Signals for interfacing with the slave-port of the DPRAM form the Slave Interface. OeND[1-0] and weND[1-0] are the output enable signals and the write enable signals and addrD[10-0] and msnD[3-0] specify the location of the access.

SAC Interface

SAC Interface contains signals generated by MAC to control the operations in SAC. When switchState.c4 is high, SAC closes the internal switch on the switchable bus and vice versa. MAC asserts masterWr.v(byPassEn.c3) signal to initiate a write operation of the master FIFO(bypass FIFO) of SAC. Similarly, asserting the masterGrant.c3 (byPassGrant.c3) signal starts a read operation of the master FIFO(bypass FIFO). The process of reading a piece of data from a remote processing unit takes a couple of bus cycles. By asserting rdReady.c1 MAC signals to SAC that the data to be read arrives on the switchable bus. SAC then responds by latching the data on the bus and transferring it to the processor bus. The wrValid.c3(rdValid.c3) indicates to SAC that the processor ID of the incoming message on the switchable bus matches the local ID and that a write(read) access should be performed to the slave-port of the DPRAM.

Network Interface

Signals in the Network Interface are used to interface with other access controllers in the system. They perform functions such as arbitration, synchronization and message transfer.
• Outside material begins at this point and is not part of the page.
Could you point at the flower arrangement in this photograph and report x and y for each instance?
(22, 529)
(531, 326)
ArbL or arb2L is asserted when processor(s) on the left with high priority requests for bus usage. MAC in turns indicates to the processing units on the right the intentions of the left processors or itself to use the bus by asserting the output arbR. Thus arbitration is performed in a daisy-chain fashion with the processors on the left having the highest priority. Arb2L is currently unused but is provided to allow hooking up two MAC’s to one for future extension of the architecture. The arbitration process will be described in Section 5.1.
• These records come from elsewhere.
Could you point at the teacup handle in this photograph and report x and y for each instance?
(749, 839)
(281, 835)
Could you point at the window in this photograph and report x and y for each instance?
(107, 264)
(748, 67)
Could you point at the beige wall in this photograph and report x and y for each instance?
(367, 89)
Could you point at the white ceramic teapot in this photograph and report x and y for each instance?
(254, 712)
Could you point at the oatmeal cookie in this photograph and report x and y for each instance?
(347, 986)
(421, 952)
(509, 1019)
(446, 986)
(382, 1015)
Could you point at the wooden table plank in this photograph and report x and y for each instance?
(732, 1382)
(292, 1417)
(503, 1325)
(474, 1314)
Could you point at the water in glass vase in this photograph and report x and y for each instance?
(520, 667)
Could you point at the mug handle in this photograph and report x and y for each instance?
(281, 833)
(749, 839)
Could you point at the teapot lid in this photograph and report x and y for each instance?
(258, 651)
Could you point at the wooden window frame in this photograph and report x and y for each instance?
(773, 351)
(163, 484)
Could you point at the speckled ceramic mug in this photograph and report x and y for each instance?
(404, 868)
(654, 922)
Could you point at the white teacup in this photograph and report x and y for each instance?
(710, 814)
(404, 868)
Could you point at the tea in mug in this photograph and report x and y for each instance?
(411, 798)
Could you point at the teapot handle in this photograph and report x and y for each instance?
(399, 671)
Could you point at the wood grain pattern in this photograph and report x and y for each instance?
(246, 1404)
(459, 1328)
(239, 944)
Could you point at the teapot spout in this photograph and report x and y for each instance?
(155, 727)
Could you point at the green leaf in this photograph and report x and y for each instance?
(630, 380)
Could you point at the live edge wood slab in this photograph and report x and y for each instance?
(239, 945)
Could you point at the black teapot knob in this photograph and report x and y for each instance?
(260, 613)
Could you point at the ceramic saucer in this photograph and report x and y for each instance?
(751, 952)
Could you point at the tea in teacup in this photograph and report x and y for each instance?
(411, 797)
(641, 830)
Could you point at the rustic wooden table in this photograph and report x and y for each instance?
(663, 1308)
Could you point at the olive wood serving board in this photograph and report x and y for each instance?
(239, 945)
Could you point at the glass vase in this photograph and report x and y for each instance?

Acquiring and releasing of semaphore among a processor group is implemented by the signals semReqR, semReqL, semLockR and semLockL. Very similar to the daisy-chain implementation of arbitration, semReqL is asserted when any processors to the left of MAC want to obtain the semaphore. MAC asserts semReqR when MAC itself or any processors on the left make a request for the semaphore. Once a processor gets hold of the semaphore, semLockL is asserted to signal the processors to the left that the semaphore is not yet released. Similarly, the input semLockR will be asserted if any processor to the right is holding the semaphore. The logic used to implement semaphore will be discussed in details in Section 5.1.
Global synchronization, the synchronization of all processors in the system, is implemented by the signals \( \text{syncGlobalIn} \) and \( \text{syncGlobalOut} \). Local synchronization, the synchronization of processors in the same bus group, is provided by \( \text{syncL}[4-0] \) and \( \text{syncR}[4-0] \), with each bit of the bus handling one synchronization pattern.
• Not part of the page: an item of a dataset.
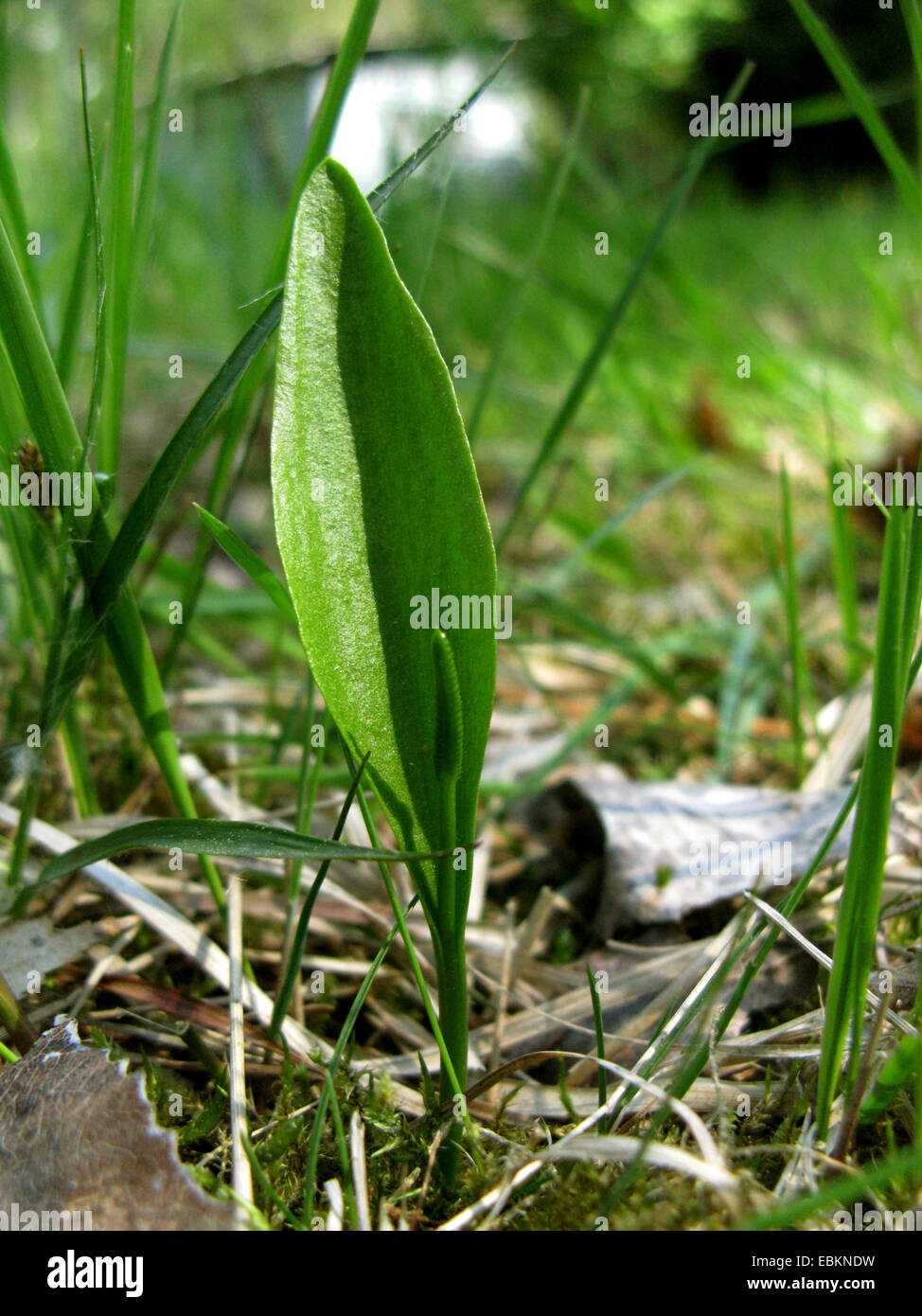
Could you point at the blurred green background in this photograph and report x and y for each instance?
(776, 258)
When the processor issues a global synchronization instruction, MAC will pull \( \text{syncGlobalOut} \) high which is otherwise keeps low. \( \text{SyncGlobalIn} \) is the wired-and of the \( \text{syncGlobalOut} \) signals from all the processors so that global synchronization is not achieved until all processors issue a global synchronization instruction. Similarly, the condition for local synchronization of some patterns is not met if the corresponding bits of the \( \text{sync} \) bus are low. More detailed discussion of the synchronization logic will be covered in Section 5.1.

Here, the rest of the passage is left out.